Теперь и супруга епископа отложила свое рукоделье и взглянула на рассказчика.
— Слава богу, что там не было ни одного исландца,— сказала она.— Разве, по-вашему, не печально думать о всех этих простых заблудших людях, которым не спасти свои души с помощью веры, ибо папа не позволяет им внять заповедям христовым?
— Когда видишь столько идущих ног, невольно спрашиваешь себя: куда же ведет их путь? Они идут через Тибр и останавливаются на площади перед базиликой святого Петра. Как только папа показывается на балконе своего дома, они затягивают «Те Deum laudamus» *, а колокола всех римских церквей начинают звонить. Хорошо ли это или плохо, этого я не знаю, мадам. Весьма осведомленные авторы утверждали, что богач Джованни Медичи, которого звали также Львом X, был ученым язычником, последователем Опикура и что ему никогда не приходило на ум верить в существование души, хотя он и торговал индульгенциями. Быть может, он именно поэтому и торговал ими. Порой кажется, что Мартин Лютер, споря с подобным человеком относительно свободы духа, уподобляется какому-нибудь мужлану из глухого местечка.

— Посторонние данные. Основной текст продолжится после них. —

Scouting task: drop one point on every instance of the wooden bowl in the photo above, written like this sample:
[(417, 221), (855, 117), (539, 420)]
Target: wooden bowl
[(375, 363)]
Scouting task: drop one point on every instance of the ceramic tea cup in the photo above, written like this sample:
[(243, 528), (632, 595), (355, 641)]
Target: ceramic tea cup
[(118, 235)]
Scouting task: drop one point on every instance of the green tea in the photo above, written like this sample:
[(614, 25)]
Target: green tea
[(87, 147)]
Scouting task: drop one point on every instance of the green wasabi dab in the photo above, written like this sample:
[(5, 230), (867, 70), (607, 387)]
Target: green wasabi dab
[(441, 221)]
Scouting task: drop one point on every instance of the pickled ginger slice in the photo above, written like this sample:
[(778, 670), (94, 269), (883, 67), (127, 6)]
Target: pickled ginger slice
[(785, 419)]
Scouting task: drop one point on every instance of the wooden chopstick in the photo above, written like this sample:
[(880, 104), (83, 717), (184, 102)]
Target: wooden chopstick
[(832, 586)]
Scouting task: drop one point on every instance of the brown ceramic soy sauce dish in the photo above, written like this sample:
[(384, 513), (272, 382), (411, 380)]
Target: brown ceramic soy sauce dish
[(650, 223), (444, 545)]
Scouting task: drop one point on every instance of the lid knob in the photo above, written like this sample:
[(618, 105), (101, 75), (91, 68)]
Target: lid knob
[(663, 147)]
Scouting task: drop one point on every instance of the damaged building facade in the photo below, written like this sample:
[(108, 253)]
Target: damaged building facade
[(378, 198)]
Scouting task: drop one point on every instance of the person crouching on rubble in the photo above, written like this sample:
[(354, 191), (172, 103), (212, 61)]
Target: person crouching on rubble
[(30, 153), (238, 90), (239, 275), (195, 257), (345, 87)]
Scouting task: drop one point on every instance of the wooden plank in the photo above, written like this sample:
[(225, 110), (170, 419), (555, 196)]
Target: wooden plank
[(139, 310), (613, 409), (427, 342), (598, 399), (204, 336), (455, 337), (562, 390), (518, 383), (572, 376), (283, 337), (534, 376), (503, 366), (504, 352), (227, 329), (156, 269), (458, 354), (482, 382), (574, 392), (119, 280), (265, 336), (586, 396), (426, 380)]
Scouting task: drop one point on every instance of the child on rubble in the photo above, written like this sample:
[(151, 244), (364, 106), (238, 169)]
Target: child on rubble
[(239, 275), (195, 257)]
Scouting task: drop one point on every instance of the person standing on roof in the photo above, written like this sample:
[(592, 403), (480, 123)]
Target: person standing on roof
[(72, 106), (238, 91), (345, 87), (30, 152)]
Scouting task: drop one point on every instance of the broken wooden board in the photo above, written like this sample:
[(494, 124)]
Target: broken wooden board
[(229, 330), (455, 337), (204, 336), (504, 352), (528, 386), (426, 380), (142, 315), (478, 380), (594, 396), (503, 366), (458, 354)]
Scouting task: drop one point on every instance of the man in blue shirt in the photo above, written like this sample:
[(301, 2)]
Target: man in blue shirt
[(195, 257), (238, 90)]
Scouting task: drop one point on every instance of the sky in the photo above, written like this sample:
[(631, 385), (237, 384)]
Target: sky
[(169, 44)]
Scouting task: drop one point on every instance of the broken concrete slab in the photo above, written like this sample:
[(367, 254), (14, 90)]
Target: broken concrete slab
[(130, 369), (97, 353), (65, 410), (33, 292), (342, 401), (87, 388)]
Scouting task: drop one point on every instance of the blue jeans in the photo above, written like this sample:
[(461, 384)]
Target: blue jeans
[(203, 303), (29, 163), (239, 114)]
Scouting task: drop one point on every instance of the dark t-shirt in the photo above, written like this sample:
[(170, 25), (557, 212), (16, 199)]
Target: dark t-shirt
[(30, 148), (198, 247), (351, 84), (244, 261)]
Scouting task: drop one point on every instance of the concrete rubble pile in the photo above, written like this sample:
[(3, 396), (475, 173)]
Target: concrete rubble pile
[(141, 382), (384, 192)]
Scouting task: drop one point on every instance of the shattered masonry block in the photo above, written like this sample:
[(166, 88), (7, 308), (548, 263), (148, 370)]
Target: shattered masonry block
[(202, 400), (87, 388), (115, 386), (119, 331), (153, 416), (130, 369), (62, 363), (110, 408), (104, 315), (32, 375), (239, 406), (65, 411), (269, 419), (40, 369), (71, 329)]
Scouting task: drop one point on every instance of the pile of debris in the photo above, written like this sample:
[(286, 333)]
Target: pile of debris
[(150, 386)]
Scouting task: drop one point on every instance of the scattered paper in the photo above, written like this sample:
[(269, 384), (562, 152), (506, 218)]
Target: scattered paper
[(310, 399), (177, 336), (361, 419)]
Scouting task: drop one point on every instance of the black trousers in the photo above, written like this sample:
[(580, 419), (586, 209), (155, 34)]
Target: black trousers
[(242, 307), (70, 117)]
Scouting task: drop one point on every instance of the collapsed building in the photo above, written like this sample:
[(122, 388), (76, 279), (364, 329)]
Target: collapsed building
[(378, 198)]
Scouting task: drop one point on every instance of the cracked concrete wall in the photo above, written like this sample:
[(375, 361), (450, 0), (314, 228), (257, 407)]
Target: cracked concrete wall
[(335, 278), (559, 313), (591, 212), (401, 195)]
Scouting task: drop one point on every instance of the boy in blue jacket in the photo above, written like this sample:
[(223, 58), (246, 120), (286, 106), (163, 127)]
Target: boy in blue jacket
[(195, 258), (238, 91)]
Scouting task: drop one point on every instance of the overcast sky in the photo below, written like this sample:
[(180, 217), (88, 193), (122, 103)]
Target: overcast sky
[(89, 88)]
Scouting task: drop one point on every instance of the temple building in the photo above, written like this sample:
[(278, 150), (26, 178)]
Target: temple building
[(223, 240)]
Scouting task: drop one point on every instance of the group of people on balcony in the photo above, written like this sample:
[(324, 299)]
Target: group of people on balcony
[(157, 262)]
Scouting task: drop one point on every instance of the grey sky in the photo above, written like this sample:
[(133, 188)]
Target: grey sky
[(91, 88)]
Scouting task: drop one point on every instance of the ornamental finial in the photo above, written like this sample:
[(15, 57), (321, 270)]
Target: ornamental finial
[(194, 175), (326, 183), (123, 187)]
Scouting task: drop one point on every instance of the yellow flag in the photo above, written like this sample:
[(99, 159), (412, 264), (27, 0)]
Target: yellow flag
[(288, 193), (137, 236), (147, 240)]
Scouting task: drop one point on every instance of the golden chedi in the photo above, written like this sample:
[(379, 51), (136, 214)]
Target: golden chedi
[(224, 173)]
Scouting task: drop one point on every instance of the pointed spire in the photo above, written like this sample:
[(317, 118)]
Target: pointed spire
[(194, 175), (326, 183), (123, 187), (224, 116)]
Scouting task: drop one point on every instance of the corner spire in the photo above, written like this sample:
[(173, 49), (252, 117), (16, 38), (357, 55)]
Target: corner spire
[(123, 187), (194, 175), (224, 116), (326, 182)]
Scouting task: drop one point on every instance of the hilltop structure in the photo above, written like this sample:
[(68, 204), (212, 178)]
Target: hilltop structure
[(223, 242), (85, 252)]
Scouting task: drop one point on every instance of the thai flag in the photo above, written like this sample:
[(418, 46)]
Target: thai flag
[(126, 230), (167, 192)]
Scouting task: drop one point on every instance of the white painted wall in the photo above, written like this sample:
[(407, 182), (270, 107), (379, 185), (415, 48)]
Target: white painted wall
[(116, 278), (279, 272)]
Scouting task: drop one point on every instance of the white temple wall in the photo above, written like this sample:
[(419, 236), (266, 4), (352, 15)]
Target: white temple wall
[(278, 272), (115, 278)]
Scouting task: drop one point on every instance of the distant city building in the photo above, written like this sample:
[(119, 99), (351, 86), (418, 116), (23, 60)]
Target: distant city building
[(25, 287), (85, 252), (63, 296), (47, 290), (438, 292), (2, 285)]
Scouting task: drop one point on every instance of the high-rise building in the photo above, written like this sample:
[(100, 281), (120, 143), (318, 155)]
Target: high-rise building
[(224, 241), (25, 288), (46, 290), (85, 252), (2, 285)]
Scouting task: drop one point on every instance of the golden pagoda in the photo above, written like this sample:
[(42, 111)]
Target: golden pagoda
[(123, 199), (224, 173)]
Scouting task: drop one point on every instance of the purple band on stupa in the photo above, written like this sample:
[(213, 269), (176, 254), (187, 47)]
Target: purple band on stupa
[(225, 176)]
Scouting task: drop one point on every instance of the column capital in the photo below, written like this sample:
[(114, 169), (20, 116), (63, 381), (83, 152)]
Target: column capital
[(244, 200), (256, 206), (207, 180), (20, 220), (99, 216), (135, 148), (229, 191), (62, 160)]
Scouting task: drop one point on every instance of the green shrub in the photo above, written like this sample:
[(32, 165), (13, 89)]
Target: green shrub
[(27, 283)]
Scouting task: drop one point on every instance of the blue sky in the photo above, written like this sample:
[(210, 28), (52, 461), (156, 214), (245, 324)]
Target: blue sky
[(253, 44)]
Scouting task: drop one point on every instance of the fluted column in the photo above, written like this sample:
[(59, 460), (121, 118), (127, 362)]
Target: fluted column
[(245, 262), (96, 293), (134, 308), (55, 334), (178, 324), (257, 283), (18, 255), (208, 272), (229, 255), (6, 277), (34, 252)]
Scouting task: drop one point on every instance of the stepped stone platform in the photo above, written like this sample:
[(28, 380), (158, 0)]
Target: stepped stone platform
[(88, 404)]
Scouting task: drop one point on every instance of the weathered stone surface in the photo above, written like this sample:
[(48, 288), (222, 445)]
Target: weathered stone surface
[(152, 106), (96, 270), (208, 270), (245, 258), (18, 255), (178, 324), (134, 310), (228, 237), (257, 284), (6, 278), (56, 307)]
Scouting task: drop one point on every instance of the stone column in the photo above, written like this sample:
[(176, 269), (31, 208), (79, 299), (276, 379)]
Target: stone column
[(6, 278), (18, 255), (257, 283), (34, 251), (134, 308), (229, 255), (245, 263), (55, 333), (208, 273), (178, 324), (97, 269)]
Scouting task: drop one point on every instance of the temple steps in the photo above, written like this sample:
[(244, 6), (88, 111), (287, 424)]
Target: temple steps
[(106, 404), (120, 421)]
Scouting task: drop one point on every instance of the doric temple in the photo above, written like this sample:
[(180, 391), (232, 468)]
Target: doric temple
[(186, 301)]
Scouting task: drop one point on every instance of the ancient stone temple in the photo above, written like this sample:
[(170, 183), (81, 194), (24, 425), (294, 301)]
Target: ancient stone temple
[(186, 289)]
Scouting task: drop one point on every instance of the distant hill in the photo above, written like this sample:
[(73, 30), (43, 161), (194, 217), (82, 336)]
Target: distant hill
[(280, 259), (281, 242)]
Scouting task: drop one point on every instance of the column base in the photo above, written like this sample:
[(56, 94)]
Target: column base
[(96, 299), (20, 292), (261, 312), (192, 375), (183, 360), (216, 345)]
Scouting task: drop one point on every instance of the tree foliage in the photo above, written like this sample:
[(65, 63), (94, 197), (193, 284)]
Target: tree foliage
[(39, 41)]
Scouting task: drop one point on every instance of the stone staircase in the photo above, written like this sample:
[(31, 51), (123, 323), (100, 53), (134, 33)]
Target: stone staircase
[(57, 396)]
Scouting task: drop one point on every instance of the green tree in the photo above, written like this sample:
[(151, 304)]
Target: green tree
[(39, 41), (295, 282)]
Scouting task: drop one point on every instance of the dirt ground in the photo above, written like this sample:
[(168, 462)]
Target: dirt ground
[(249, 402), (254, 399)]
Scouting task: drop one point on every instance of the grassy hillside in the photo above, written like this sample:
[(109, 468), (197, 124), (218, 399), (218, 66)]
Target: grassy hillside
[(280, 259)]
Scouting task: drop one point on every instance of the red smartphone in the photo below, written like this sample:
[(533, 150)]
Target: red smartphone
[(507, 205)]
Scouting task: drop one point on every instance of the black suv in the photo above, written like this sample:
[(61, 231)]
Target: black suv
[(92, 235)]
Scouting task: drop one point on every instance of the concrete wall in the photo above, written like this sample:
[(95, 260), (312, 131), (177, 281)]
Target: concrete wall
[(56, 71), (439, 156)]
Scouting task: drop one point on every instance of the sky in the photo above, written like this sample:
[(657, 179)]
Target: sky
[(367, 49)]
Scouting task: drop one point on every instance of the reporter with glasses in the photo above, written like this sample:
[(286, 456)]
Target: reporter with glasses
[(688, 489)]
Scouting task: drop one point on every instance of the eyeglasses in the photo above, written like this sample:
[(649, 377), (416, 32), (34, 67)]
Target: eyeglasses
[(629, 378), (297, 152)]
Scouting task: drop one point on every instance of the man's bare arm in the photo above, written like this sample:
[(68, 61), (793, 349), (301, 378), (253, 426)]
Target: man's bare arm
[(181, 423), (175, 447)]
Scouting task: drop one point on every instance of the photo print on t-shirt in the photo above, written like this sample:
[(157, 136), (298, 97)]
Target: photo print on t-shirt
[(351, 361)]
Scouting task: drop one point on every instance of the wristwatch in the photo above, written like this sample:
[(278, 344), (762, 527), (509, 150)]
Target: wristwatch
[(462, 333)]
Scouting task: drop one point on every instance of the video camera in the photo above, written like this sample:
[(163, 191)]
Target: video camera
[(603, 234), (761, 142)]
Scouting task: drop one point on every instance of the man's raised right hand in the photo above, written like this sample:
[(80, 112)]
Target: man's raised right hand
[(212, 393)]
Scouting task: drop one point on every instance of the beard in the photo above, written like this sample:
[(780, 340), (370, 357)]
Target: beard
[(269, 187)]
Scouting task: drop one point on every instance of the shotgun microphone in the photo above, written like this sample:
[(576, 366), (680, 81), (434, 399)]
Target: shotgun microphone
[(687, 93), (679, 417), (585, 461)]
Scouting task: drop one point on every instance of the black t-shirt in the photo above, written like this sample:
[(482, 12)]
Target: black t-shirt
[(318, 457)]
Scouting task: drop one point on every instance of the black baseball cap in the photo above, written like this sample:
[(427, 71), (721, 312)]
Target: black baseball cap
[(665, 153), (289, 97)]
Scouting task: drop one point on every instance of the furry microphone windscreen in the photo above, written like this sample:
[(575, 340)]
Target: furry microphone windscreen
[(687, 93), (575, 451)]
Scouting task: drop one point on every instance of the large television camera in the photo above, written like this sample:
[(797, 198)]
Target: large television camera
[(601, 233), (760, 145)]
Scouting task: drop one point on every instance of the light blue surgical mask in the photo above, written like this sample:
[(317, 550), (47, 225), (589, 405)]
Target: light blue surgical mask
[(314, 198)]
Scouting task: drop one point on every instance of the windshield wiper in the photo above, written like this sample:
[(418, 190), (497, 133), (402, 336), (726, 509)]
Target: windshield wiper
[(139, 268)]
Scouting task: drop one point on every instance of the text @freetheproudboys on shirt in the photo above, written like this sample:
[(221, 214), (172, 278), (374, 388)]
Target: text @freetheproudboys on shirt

— Но, дорогой господин эмиссар, разве не грешно так думать о нашем учителе Лютере? — спросила супруга епископа.
— Не знаю, мадам,— ответил Арнас Арнэус.— Возможно, что и так. Но одно несомненно: внезапно мне показалось, что высокоученые, просвещенные реформаторы — бесконечно далеко на севере. Ибо, глядя на ноги паломников, я говорил себе: последуй за этим шествием, куда бы оно пи направилось. И вот в толпе, переходившей через Тибр, оказался один исландец. Мы остановились перед базиликой святого Петра: звонили римские колокола, папа в тиаре и с посохом вышел на балкон, а мы все пели: «Те Deum». Я разыскивал старые исландские книги, и меня очень опечалило то, что я их не нашел. И вдруг я понял, что это не имеет ровно никакого значения. На следующий день я покинул Рим.
Женщины сердечно поблагодарили асессора за то, что он рассказал им о городе великих исландцев Гудрид Торбьярнардоутир, Стурлы Сигхватссона и Йоуна Арасона. Но так как внизу его ждали гости, прибывшие издалека, то на этот раз у него уже не было времени рассказывать о других городах. Супруга епископа, которая была ревностной протестанткой и поэтому не находила большого удовольствия в рассказе о папской резиденции, попросила у асессора разрешения в следующий раз самой избрать город. Он сказал, что им дозволяется избрать любой город, какой им только захочется, простился и направился к двери.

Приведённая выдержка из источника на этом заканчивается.